O Stanisławie Strońskim
[edytuj]- Stroński po „kohn”-dzieli semickiego również pochodzenia.
- Opis: lewicowy tytuł o polityku prawicowym.
- Źródło: „Naprzód” , nr 214, 23 września 1922, s. 1 (cyt. za: A. Paczkowski, Prasa a kultura polityczna w Drugiej Rzeczypospolitej: kampania wyborcza 1922 r., „Kwartalnik Historii Prasy Polskiej”, 17, 1978, nr 4, s. 106).
- Po ojcu Polak, po matce semita... /Jest krwi obojej – jak „Rzeczpospolita”.
- Opis: lewicowy tytuł o polityku prawicowym.
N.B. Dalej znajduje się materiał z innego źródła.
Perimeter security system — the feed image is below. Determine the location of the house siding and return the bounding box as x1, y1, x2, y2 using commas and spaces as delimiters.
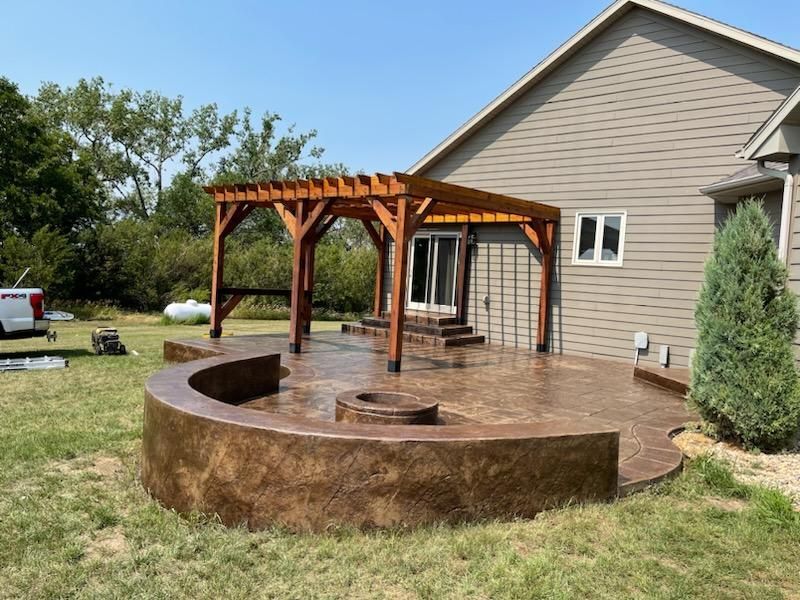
420, 9, 800, 366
- Źródło: „Naprzód” , nr 235, 18 października 1922, s. 3 (cyt. za: A. Paczkowski, Prasa a kultura polityczna w Drugiej Rzeczypospolitej: kampania wyborcza 1922 r., „Kwartalnik Historii Prasy Polskiej”, 17, 1978, nr 4, s. 106).
- Won, Żydzie!
- Opis: okrzyki antyendeckich posłów do przemawiającego z trybuny sejmowej posła Strońskiego w 1922.
- Źródło: M.J. Chodakiewicz, J. Mysiakowska-Muszyńska, W.J. Muszyński, Polska dla Polaków! Kim byli i są polscy narodowcy, Wydawnictwo Zysk i S-ka, Poznań 2015, ISBN 9788377857472, s. 22.